Mohammad Limucci Mendefinisikan Ulang Piano Porochista Lewat Perspektif Hypercar
Membayangkan ulang grand concert klasik melalui kacamata rekayasa hypercar dan futurisme biomorfis.
Ringkasan
-
Piano Porochista rancangan Mohammad Limucci mendefinisikan ulang grand concert klasik dengan menerapkan desain biomorfis bernuansa hypercar dan prinsip-prinsip rekayasa otomotif berteknologi tinggi.
-
Instrumen ini menonjol lewat siluet dramatis dari kaca dan material komposit berfinishing matte yang dipadukan dengan layar sentuh rata 20 inci untuk notasi digital dan perekaman.
-
Diakui di ajang A’ Design Awards, Porochista memadukan estetika supercar yang berdimensi pahat dengan kemurnian akustik yang dibutuhkan pianis profesional.

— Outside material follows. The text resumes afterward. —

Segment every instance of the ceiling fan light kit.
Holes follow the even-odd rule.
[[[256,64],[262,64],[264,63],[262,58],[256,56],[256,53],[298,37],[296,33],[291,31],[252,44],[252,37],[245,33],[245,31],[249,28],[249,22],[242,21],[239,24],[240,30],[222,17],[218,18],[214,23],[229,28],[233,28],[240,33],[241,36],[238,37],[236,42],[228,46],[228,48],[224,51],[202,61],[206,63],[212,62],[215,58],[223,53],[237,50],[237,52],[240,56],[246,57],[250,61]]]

Selama berabad-abad, siluet grand piano nyaris tak bergeser, terkungkung geometri kaku dan pengerjaan kayu klasik. Desainer Mohammad Limucci mematahkan stagnasi estetika ini lewat Porochista, sebuah instrumen yang membayangkan ulang grand concert melalui kacamata rekayasa hypercar dan futurisme biomorfis.
Membentang hampir sembilan kaki panjangnya, Porochista meninggalkan veneer tradisional dan memilih racikan material berkinerja tinggi dari kaca, logam, dan komposit hitam matte. Desainnya banyak terinspirasi maestro legendaris Luigi Colani, dengan transisi mengalir yang organik dan bagian belakang yang tampak “mengambang”, meniru aerodinamika aktif ala Pagani atau Koenigsegg. Basisnya, yang ditandai rongga-rongga geometris dan potongan bersudut tajam, melakukan hal nyaris mustahil: membuat struktur masif ini tampak tanpa bobot dan seolah siap melesat secepat cahaya.
Inovasi paling mencolok adalah integrasi mulus layar sentuh 20 inci yang tertanam rata di permukaan. Alih-alih sekadar gimmick, pusat komando digital ini melayani virtuoso modern dengan fitur rekam, putar ulang, dan notasi bergerak, sementara kompartemen partitur tersembunyi yang aktif lewat sentuhan menjaga garis minimalis tetap bersih. Meski tampil bak properti sci-fi, Porochista tetap menjadi mimpi para penganut akustik murni, memastikan eksterior “Supercar”-nya tak pernah mengorbankan jiwa “Grand” di dalamnya. Baru-baru ini diapresiasi di A’ Design Awards, mahakarya ini mengisyaratkan bahwa masa depan musik klasik bukan lagi drama periode, melainkan karya seni berkecepatan tinggi.